Polizei prüft Bezug der Terror-Zelle zum Polizistenmord in Dortmund

Das Wohnhaus der Mitglieder der Terrorzelle. Foto: dapd
Das Wohnhaus der Mitglieder der Terrorzelle. Foto: dapd
Im Zusammenhang mit den Anschlagsvorwürfen gegen die Zwickauer Terrorzelle überprüfen die Behörden jetzt auch eine mögliche Verbindung zum Polizistenmord in Dortmund und Waltrop. Das teilte jetzt NRW-Innenminister Ralf Jäger im Landtag mit. Der mutmaßliche Nationalsozialist Michael Berger hatte im Jahr 2000 drei Polizeibeamte im Einsatz erschossen.

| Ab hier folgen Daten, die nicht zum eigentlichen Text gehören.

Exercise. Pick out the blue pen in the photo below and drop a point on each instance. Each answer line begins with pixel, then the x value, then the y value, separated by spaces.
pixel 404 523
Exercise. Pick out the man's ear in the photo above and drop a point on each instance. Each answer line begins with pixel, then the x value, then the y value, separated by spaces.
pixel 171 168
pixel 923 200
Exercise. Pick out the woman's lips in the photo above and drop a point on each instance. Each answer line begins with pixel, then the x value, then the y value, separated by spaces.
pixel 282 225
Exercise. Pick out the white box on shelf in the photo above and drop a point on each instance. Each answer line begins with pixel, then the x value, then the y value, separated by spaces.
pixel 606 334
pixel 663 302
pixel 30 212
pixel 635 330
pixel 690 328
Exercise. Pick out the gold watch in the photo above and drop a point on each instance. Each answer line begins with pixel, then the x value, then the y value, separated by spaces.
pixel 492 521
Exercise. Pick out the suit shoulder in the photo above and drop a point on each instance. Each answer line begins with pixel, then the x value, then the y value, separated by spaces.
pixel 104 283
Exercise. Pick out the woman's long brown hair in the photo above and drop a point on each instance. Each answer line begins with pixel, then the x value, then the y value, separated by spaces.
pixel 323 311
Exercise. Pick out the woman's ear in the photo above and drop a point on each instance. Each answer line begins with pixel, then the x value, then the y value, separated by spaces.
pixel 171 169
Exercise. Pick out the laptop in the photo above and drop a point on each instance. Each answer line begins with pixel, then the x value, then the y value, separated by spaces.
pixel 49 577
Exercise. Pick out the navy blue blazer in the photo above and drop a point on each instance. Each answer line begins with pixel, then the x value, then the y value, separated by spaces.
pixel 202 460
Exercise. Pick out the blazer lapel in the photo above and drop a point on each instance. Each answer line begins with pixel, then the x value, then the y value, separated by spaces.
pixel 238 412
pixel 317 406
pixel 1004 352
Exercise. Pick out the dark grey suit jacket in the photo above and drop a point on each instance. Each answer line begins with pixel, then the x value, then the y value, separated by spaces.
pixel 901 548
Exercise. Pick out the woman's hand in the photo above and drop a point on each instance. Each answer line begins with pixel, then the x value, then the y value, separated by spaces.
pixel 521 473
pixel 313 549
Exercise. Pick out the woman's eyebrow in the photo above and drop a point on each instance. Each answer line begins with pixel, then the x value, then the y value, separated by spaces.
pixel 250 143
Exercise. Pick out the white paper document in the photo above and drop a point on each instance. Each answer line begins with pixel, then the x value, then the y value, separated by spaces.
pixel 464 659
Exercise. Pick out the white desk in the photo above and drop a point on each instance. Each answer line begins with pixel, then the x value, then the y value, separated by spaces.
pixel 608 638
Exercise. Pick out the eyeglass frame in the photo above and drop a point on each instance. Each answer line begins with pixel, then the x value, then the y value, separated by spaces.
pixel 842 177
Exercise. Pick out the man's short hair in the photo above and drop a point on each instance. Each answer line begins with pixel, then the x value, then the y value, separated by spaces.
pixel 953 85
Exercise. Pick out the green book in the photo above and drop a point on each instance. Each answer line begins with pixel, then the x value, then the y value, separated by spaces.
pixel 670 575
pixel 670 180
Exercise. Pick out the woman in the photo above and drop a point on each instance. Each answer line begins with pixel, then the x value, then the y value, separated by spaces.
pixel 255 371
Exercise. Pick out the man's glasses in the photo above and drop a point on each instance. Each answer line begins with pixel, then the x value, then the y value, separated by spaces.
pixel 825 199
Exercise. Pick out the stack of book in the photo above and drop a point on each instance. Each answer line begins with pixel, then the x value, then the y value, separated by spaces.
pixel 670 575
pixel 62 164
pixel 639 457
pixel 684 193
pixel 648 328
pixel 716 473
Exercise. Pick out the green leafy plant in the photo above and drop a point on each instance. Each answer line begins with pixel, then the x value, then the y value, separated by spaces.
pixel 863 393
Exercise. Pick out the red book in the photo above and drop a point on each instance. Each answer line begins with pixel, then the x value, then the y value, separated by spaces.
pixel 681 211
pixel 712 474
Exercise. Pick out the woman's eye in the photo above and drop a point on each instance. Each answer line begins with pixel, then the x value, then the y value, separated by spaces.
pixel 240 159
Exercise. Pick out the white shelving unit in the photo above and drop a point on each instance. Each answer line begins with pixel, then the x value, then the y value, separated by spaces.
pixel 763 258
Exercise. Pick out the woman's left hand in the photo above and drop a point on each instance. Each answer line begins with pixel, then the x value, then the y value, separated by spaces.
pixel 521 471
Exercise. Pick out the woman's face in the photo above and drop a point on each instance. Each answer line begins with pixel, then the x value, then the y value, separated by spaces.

Düsseldorf/Dortmund.. Die Tat hatte bundesweit für Entsetzen und Anteilnahme gesorgt: Am 14. Juli 2000 erschießt der mutmaßliche Nationalsozialist Michael Berger in Dortmund und Waltrop drei Polizeibeamte im Einsatz und richtet sich schließlich selbst. Dieser Fall ist nun wieder in den Blickpunkt der Behörden gerückt: Derzeit untersuche die Polizei NRW "die sich aus der aufgefundenen DVD ergebenen Hinweise auf Straftaten in NRW", sagte NRW-Innenminister Jäger jetzt im Landtag. "Dazu gehören insbesondere der Anschlag an der S-Bahn-Station Wehrhahn in Düsseldorf am 27.7.2000 sowie die Ermordung von zwei Polizeibeamten und einer Polizeibeamtin am 14.6.2000."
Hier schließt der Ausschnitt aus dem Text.